Guts Reaction: Personal Shopper

Personal Shopper is a slow, mournful film about a girl who lives in two worlds and may or may not be haunted. It’s also way scarier than most textbook horror films.


Maureen (Kristen Stewart) has been staying in Paris with her twin brother Lewis, when he dies of a congenital heart problem which she also shares.

She’s a medium – of course – as is Lewis and they promised each other if one died they would give the living twin a sign. So Maureen is living alone in Paris, wandering around the wreckage of Lewis’s life – he had a girlfriend, a house and a project – waiting for this sign to come.

At the same time, Maureen is a personal shopper for an A-list celebrity, Kyra. Kyra displays all the worst kind of aristocratic traits associated with fame and glamour.

Maureen despises the work but at the same time she cannot resist trying on the designer clothes and shoes she chooses for, and delivers to Kyra. The film goes to great lengths to establish what a taboo this is.

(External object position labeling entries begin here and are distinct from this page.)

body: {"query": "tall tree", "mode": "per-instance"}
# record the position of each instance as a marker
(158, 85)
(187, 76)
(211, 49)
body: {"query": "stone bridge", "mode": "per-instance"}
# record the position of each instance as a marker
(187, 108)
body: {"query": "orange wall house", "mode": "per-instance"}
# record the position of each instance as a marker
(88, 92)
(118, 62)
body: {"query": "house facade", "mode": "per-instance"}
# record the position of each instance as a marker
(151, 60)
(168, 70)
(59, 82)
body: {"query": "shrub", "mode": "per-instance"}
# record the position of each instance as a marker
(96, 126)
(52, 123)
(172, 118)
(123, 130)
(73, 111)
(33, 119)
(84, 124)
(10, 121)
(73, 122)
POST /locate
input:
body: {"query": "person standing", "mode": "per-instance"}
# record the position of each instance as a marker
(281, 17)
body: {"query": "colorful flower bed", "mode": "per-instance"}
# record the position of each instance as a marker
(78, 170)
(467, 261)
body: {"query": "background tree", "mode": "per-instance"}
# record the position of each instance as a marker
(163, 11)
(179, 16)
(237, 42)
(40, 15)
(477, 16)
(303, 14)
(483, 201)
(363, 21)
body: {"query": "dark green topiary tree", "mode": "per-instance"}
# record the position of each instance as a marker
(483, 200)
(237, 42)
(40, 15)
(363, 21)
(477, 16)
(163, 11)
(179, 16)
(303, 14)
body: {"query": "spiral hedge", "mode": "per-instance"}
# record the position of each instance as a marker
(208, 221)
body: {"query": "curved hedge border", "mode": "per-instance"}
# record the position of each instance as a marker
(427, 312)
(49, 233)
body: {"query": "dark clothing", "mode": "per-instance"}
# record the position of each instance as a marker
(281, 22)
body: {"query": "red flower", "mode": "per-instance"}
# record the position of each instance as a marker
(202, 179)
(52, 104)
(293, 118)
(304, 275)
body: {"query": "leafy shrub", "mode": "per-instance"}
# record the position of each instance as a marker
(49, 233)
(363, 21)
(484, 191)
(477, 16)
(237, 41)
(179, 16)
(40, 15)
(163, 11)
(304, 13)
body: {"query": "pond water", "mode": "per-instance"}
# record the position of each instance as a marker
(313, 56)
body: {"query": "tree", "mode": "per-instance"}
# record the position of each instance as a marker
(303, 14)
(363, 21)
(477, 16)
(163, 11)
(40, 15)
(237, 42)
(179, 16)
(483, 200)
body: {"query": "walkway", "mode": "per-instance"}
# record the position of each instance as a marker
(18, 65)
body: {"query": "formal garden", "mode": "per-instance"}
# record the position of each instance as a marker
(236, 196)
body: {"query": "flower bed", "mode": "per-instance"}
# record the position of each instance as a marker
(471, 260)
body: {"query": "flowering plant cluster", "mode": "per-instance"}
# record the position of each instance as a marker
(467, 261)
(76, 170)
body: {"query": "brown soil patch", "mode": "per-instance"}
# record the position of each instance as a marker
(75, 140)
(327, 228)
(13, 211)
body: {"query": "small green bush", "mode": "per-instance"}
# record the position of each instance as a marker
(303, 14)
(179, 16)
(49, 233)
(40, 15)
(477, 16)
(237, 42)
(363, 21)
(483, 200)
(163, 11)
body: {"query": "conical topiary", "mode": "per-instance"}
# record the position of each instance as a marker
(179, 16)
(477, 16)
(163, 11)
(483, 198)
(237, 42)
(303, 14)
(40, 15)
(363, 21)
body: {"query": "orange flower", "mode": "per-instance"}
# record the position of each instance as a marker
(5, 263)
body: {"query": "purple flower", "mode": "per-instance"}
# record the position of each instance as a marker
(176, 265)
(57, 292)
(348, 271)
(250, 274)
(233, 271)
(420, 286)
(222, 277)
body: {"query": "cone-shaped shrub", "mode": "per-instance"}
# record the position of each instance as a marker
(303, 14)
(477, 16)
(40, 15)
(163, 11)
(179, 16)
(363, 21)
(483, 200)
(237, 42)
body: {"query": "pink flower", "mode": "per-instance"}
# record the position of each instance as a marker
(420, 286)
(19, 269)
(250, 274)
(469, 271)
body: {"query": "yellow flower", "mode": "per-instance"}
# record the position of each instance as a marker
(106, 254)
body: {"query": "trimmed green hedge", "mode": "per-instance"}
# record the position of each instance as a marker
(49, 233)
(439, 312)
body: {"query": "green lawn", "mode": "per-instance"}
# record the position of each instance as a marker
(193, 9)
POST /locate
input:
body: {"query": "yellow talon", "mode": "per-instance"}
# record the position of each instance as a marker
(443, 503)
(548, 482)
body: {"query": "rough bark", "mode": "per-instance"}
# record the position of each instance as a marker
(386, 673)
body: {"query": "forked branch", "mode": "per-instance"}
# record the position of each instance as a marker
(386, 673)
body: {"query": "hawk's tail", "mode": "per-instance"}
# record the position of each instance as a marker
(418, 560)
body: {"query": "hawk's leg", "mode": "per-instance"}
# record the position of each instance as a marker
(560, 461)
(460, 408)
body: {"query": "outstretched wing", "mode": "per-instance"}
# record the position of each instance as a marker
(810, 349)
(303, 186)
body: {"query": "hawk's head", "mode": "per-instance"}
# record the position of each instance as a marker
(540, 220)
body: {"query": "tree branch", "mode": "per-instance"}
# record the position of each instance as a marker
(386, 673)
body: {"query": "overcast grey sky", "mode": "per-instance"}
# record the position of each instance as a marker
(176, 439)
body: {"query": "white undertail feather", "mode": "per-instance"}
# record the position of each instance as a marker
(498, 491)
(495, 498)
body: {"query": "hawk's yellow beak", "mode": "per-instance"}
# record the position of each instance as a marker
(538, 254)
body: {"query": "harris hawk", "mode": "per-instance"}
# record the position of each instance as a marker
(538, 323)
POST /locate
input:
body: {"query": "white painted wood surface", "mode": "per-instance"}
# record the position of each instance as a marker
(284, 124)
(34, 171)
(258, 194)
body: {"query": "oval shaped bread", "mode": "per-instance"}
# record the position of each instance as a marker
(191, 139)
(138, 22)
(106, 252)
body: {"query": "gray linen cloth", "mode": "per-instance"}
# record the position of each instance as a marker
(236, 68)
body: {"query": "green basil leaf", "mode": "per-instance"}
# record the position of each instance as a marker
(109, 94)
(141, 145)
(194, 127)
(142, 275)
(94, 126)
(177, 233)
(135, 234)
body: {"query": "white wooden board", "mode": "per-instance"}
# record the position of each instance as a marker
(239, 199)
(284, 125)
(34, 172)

I lived in Paris when I was in my twenties, and it was a haunted time for me too, albeit for very different reasons from Maureen. Seeing her scoot along the boulevards as the evening draws in and the lights of the cafes come on was just magical.

There’s also a scene when Maureen takes the Eurostar to London – I’ve sat in all those locations several times, and it gave me a shiver up my spine.

But there's a lot more. There’s a psychopath, who the film barely spends any time on, because actually psychopaths aren’t that interesting. What takes the fore is Maureen's terror, which is so real it reaches out of the screen in a way few conventional horror films manage these days.

One enigmatic scene plays on absence and is reminiscent of an all-time great in French cinema, Hidden.

Supernatural elements are handled conventionally – they may or may not be Maureen’s own emotions – but with great skill because they never displaces the real story, one of bereavement and coming of age.

There are many ways to interpret the end of the movie, but it’s still satisfying.

All in all, Personal Shopper is a wonderful film.